177:2.3 “O amor, João, é a realidade suprema do universo quando é dado por seres infinitamente sábios; mas, do modo como se manifesta na experiência de pais mortais, ele apresenta um traço perigoso muitas vezes semi-egoísta. Quando casares e tiveres que criar os próprios filhos, assegura-te de que teu amor seja aconselhado pela sabedoria e guiado pela inteligência.
177:2.4 “O teu jovem amigo Amós acredita neste evangelho do Reino tanto quanto tu, mas não posso confiar totalmente nele; não estou certo do que ele fará, nos anos que virão. A vida dele na infância não se deu de um modo tal a produzir uma pessoa totalmente confiável. Amós é muito semelhante a um dos apóstolos que não teve uma educação normal, afetuosa e sábia em casa. Toda a tua vida futura será mais feliz e confiável porque passaste os teus primeiros oito anos em um lar normal e bem regrado.
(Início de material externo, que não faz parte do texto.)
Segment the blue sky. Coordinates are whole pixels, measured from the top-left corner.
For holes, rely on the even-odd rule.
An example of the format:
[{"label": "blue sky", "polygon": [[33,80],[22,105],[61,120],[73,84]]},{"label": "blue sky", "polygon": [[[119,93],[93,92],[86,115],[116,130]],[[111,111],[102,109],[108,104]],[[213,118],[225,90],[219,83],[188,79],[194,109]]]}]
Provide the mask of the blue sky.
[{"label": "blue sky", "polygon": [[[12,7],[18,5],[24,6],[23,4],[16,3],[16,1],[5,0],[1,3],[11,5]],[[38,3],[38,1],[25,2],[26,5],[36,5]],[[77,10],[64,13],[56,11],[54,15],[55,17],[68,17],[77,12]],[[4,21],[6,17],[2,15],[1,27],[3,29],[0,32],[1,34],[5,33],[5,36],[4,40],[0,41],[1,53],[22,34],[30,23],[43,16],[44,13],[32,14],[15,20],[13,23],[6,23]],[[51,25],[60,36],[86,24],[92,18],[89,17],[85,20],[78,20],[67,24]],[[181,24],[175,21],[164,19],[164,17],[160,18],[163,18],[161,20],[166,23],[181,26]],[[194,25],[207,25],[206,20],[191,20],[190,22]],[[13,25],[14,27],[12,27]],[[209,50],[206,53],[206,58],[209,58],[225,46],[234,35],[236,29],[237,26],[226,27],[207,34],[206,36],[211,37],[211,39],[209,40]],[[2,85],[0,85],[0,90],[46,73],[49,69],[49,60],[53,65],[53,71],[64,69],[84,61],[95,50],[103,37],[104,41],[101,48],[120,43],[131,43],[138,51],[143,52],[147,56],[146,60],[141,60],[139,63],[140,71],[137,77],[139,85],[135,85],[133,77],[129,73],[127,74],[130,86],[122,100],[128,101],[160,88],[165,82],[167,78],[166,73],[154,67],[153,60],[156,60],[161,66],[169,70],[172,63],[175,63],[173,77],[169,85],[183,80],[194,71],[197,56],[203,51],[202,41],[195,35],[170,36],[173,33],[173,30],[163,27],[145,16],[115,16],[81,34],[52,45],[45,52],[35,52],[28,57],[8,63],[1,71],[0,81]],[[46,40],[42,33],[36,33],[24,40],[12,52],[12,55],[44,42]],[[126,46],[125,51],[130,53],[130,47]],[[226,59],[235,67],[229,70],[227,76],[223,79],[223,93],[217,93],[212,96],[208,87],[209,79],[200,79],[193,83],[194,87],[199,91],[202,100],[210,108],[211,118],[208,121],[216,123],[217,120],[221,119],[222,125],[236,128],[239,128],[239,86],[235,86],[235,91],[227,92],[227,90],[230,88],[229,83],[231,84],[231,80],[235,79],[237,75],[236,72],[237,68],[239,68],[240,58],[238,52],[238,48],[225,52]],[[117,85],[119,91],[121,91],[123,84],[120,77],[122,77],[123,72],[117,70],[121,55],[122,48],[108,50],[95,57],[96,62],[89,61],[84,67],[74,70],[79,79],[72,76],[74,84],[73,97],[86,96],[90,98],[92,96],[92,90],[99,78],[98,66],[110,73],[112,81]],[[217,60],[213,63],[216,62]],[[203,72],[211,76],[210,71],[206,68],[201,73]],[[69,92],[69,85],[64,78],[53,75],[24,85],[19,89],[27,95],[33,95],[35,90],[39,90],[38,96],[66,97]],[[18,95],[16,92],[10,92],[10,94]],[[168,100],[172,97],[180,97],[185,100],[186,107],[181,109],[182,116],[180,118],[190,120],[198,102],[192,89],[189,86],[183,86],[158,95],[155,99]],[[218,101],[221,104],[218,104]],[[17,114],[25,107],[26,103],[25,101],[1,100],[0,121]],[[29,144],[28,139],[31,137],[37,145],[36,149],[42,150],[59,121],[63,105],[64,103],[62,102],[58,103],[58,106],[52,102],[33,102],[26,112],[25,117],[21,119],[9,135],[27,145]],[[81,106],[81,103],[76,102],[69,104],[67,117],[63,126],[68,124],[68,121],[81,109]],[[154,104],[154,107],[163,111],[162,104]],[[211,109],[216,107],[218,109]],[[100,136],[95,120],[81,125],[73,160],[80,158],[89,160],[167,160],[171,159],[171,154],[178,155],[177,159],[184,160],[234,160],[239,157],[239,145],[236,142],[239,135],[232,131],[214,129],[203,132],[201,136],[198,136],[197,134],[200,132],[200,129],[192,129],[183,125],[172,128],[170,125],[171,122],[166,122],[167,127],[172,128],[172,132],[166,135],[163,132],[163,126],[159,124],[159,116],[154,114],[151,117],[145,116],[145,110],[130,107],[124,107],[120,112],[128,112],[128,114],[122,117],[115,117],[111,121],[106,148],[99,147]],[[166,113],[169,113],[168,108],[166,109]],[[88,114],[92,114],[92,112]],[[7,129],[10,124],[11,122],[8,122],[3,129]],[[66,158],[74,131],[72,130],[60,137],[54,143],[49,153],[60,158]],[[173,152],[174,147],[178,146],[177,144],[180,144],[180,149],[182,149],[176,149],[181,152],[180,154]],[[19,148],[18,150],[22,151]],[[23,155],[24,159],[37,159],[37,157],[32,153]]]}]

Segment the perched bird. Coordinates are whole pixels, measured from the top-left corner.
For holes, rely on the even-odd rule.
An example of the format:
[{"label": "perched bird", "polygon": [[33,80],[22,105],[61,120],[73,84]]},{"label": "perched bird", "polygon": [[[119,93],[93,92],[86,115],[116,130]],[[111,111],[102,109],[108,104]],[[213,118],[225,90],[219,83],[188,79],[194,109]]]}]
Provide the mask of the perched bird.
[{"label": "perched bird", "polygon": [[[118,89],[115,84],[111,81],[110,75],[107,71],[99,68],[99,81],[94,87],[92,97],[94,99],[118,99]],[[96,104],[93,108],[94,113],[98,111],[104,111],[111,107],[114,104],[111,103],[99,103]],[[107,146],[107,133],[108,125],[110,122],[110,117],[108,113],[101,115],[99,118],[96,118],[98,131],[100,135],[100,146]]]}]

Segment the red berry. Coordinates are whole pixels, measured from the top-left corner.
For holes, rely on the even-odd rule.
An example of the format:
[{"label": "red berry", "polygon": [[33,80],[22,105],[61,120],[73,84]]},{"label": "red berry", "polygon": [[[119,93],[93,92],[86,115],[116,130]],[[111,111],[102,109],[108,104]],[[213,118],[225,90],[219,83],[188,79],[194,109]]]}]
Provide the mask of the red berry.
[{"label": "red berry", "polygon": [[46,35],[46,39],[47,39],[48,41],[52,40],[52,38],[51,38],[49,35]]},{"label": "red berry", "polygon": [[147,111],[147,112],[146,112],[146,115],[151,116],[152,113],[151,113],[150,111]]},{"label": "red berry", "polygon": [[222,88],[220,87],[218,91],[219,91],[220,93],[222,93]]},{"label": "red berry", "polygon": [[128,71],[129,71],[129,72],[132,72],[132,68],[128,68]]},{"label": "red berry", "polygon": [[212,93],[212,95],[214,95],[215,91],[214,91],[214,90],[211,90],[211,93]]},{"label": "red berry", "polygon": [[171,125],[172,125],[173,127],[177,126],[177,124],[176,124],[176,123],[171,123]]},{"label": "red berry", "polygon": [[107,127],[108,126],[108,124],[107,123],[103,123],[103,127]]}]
Tu possuis um caráter forte e bem integrado porque cresceste em um lar onde predominava o amor e reinava a sabedoria. Uma educação assim na infância produz um tipo de lealdade que me assegura que tu irás continuar no caminho em que começaste”.
177:2.5 Por mais de uma hora Jesus e João continuaram essa conversa sobre a vida no lar. O Mestre prosseguiu explicando a João como uma criança é totalmente dependente dos seus pais e da vida ligada ao lar, para todos os seus conceitos iniciais sobre todas as coisas intelectuais, sociais, morais e mesmo espirituais, pois a família representa para a criança pequena tudo o que ela pode conhecer primeiramente, tanto das relações humanas, quanto das divinas. A criança deve tirar dos cuidados da mãe as suas primeiras impressões sobre o universo; ela é totalmente dependente do pai terreno para formar as suas primeiras idéias do Pai celeste. A vida subseqüente da criança torna-se feliz ou infeliz, fácil ou difícil, segundo a sua vida mental e emocional inicial, e é condicionada por essas relações sociais e espirituais no lar. Toda a vida de um ser humano é influenciada enormemente por aquilo que acontece durante os primeiros anos de sua existência.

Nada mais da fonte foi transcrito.